Le Palais de la Présidence à Niamey vient d’envoyer un signal sans équivoque aux opérateurs miniers opérant sur son sol. Lors du Conseil des ministres du mardi 3 mars 2026, le chef de l’État, le général Abdourahamane Tiani, a acté la résiliation brutale des conventions d’établissement liant l’État nigérien à trois sociétés majeures d’affinage d’or : COMINI SARL, AFRIOR SA et ECOMINE SA. Cette décision radicale marque une nouvelle étape dans la volonté des autorités de transition de reprendre le contrôle effectif des ressources naturelles du pays et de mettre fin à ce qu’elles perçoivent comme une exploitation défaillante de la rente aurifère.
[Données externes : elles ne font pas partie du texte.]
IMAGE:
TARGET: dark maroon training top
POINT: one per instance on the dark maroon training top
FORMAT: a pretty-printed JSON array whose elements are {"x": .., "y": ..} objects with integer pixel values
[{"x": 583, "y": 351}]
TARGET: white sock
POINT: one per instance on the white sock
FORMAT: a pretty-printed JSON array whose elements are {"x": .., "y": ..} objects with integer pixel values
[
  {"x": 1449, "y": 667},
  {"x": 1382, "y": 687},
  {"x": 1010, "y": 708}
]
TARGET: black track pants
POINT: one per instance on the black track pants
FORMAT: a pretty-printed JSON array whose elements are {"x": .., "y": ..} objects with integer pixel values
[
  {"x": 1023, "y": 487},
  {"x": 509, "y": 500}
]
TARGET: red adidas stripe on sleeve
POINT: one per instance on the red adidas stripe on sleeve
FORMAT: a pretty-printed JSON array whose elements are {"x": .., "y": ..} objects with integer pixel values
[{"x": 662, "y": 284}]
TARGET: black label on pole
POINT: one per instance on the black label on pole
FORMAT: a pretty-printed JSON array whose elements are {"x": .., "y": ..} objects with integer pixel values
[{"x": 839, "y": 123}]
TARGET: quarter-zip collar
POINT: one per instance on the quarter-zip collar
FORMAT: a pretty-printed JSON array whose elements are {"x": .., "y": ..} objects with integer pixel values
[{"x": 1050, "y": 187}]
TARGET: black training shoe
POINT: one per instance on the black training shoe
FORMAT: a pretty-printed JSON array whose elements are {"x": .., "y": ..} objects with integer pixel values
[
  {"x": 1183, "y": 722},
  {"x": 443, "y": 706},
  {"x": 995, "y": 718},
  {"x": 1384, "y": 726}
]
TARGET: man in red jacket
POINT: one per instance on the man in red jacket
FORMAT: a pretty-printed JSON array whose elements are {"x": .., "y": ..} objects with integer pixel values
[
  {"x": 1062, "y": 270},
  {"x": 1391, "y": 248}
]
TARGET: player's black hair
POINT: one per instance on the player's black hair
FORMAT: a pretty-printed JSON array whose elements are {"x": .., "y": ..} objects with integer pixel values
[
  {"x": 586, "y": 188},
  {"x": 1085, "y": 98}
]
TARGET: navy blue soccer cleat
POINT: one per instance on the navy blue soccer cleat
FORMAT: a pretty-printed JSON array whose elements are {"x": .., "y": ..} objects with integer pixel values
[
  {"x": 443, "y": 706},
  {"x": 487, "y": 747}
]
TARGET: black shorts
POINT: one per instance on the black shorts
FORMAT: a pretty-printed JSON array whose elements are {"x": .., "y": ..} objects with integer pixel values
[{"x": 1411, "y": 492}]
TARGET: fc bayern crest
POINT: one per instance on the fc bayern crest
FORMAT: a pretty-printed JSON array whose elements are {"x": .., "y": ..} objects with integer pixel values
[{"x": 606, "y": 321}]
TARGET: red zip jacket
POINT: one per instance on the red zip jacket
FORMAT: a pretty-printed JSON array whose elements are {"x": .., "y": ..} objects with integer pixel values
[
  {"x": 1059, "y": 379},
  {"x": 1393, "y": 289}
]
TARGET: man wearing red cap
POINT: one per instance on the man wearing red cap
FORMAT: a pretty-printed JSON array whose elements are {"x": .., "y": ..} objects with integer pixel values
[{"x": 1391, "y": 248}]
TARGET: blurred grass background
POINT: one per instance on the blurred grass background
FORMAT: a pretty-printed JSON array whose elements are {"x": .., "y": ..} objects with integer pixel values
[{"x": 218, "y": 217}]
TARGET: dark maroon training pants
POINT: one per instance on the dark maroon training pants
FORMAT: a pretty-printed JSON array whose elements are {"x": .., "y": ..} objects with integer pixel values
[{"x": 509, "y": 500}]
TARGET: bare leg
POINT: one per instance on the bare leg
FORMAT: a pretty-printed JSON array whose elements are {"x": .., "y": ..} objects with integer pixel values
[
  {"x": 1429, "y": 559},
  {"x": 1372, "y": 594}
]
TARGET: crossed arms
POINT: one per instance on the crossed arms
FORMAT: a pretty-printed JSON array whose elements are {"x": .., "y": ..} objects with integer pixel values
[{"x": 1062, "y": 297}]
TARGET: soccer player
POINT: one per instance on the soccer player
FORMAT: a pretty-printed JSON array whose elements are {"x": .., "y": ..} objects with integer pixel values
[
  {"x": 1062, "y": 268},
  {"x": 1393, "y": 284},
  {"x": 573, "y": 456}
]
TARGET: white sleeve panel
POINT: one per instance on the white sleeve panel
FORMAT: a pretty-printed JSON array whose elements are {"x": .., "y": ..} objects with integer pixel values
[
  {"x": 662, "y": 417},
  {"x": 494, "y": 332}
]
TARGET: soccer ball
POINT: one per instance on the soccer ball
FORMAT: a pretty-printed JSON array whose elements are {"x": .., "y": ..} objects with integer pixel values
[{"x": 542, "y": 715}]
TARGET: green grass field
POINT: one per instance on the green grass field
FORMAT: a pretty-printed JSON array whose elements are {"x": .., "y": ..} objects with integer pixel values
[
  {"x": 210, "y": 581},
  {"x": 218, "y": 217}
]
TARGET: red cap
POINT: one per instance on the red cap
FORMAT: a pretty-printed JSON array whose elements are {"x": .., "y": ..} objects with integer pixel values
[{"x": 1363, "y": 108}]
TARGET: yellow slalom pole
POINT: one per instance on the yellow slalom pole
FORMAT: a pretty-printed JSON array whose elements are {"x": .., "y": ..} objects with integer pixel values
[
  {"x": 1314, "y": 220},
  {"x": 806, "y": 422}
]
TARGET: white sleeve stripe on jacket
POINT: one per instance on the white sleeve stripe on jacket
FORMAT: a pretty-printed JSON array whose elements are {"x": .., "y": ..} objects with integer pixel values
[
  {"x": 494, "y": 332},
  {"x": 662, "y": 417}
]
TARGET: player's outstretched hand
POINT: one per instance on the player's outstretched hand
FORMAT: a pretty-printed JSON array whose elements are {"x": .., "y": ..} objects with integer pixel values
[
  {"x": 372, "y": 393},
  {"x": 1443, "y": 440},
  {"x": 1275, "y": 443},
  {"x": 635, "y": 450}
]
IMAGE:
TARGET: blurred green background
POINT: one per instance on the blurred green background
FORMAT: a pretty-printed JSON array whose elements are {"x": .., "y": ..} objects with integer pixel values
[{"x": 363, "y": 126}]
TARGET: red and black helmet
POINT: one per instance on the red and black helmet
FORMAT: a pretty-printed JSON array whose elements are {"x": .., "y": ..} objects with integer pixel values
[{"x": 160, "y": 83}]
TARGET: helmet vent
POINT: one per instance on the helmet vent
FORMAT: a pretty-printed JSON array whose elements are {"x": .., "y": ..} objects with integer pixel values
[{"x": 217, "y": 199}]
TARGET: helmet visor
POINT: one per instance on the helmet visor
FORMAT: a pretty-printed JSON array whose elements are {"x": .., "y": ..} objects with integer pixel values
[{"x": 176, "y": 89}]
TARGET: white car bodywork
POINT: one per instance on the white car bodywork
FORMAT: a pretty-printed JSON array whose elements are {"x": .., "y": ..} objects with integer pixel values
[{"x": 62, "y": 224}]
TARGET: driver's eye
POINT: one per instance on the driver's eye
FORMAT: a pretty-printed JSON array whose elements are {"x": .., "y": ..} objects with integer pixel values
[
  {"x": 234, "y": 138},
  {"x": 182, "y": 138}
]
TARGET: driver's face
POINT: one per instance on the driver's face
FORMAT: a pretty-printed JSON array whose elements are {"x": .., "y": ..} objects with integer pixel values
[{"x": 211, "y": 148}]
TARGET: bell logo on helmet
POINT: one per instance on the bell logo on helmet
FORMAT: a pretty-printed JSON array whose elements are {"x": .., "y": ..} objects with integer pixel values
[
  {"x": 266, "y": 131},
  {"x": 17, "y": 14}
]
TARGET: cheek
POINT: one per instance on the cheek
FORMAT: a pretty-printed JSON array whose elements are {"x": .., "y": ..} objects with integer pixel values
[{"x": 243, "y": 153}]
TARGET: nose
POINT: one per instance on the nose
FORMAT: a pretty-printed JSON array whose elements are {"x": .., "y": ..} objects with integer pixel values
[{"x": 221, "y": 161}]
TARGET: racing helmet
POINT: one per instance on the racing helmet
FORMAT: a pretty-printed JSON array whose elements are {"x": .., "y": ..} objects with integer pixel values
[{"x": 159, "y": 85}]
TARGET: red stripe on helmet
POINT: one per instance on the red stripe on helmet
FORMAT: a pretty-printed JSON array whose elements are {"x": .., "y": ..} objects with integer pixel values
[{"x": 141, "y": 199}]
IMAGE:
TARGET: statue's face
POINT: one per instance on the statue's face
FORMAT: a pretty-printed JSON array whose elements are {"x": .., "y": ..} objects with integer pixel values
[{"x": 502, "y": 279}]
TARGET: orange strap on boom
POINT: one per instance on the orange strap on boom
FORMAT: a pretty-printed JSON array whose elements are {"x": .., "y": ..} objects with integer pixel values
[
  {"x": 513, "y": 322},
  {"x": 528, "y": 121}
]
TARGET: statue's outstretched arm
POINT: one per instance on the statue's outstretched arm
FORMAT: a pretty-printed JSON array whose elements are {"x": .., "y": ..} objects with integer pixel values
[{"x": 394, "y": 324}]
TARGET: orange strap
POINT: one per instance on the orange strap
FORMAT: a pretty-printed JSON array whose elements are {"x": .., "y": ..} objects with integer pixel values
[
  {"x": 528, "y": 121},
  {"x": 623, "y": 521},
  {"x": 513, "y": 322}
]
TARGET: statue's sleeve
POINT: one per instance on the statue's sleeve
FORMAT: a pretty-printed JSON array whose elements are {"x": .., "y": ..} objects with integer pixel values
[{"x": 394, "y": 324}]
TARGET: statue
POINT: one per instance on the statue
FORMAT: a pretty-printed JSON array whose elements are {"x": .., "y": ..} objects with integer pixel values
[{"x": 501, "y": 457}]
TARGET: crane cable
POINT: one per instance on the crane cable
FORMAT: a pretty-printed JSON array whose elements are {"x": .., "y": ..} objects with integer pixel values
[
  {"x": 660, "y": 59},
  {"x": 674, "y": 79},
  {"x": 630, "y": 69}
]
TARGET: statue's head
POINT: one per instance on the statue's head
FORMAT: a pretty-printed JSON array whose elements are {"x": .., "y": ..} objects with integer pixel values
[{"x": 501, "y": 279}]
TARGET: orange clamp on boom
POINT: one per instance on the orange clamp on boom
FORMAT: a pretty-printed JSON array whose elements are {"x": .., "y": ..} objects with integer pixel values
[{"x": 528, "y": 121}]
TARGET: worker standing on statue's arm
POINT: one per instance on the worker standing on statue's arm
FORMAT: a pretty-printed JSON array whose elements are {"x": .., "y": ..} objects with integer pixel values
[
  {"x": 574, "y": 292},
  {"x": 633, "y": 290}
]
L’exécutif nigérien justifie cette rupture par une accumulation de manquements contractuels jugés inacceptables. Selon le communiqué officiel, ces entreprises, qui bénéficiaient d’accords stratégiques pour l’exploitation d’unités d’affinage à Niamey, auraient failli à leurs obligations élémentaires depuis 2023. Le grief est lourd : non-respect des clauses de développement local, priorité à l’emploi national bafouée, et surtout, une opacité préoccupante dans la transmission des rapports techniques et financiers au ministère des Mines. Pour Niamey, il ne s’agit plus seulement d’une question de gestion, mais de souveraineté économique.La procédure, bien que radicale, se veut juridiquement cadrée. Le gouvernement affirme avoir multiplié les mises en demeure en février et juillet 2025, laissant aux sociétés le temps de régulariser leur situation.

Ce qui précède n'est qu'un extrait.